Frühe Anfänge
Hildesheim tritt im Jahre 815 als neuer Bischofssitz, errichtet durch Kaiser Ludwig den Frommen, in das Licht der Geschichte. Neuesten namenkundlichen Forschungen zufolge dürfte der Ort aber weitaus älter sein. Die strategische Bedeutung der Ortslage in der Nähe eines Übergangs über die Innerste und an einer für die damaligen Verhältnisse viel genutzten Ost-West-Verkehrsachse ist unverkennbar. Erster Bischof wurde der vermutlich aus Reims stammende Kanoniker Gunthar. Der auf einem Hügel oberhalb des Flusses Innerste errichtete Dom bildete den Mittelpunkt einer ersten Ansiedlung von Kaufleuten und Handwerkern.

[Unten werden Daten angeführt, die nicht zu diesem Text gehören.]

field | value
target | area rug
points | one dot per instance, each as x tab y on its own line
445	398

Unter dem kunstsinnigen Bischof Bernward, dem Erzieher des späteren Königs Otto III., bekam die Siedlung im Umfeld der Domburg mit der Errichtung der Michaeliskirche (Grundsteinlegung 1010) auf einem Hügel nördlich des Doms einen zweiten Schwerpunkt. Ein dritter Siedlungsbereich entstand im 11. Jahrhundert östlich der Verbindungslinie zwischen Dom und Michaeliskirche, der zum eigentlichen Ausgangspunkt der Stadtentwicklung Hildesheims wurde: Es handelt sich um das Gebiet zwischen dem "Alten Markt" und der östlich davon gelegenen Bürgerkirche St. Andreas, die offenbar auf den Bischof Godehard, den Hildesheimer Stadtpatron, zurückgeht.
Stadtwerdung
Im Jahre 1167 erscheint Hildesheim als nahezu vollständig ummauerte Marktsiedlung. 1217 wird erstmals ein eigenes Rathaus erwähnt. 1236 sind die ersten Ratsherren der Stadt urkundlich nachgewiesen. Um 1249 erhielt die Stadt von Bischof Heinrich I. ein Stadtrechtsprivileg, in dem die Befugnisse des bischöflichen Vogtes in der Stadt festgelegt sind, in dem sich aber auch schon der bemerkenswerte Satz "Stadtluft macht frei" findet. Bald nach 1268 begann der Bau eines neuen (des heutigen) Rathauses auf dem neuen Marktplatz, deutliches Zeichen der weiteren Ausdehnung der Stadt nach Osten.
Autonomiebestrebungen
Der Stadt gelang es seither, sich immer stärker vom landesherrlichen Einfluss zu befreien. Um 1300 schuf sie sich unabhängig vom bischöflichen Landesherren ein eigenes Stadtrecht. Die Privilegierungen der Zünfte und Gilden geschahen seit 1310 nicht mehr durch den Landesherrn, sondern lagen seither in der Kompetenz des Rates. Die Bischöfe versuchten vergeblich, mit Hilfe von Burgenbauten im Norden und Süden der Stadt (Steuerwald 1310; Marienburg 1346) gegen die "unbotmäßige" Stadt vorzugehen. Die weitgehend unabhängige Stellung der Stadt ergab sich unter anderem durch eine geschickte Bündnispolitik mit den Landesherren der welfischen Nachbarterritorien. Zu nennen ist auch die Zugehörigkeit Hildesheims zur Hanse von ihren Anfängen im 13. Jahrhundert bis hin zum Ende dieses Städtebundes im 17. Jahrhundert. Enge Bündnisbeziehungen unterhielt man unter diesem "Dach" vor allem mit den Nachbarstädten Braunschweig und Goslar. Militärische Auseinandersetzungen zwischen der Stadt und dem Landesherrn - geführt etwa wegen der Wahrung des Bierprivilegs der Städter - waren am Ende des Mittelalters an der Tagesordnung.
Verfassungswandel
Innerstädtische Streitigkeiten, die sogar zu offenem Aufruhr ("Uplop") auf dem Marktplatz geführt hatten, entzündeten sich 1343 an einer von dem bis dahin patrizisch besetzten Rat eingeführten Sondersteuer und führte zu Hildesheims erster "Revolution": Die selbstbewussten, vielfach nicht weniger finanzstarken Angehörigen der Handwerkergilden wollten nicht länger die Dominanz der alten Ratsgeschlechter erdulden und forderten eine Beteiligung am Stadtregiment. Seither (1345) wurde den Zünften eine Mitwirkung am Stadtregiment zugestanden. Die Stadtverfassung sah seitdem drei sich einander jährlich abwechselnde Ratsgremien vor.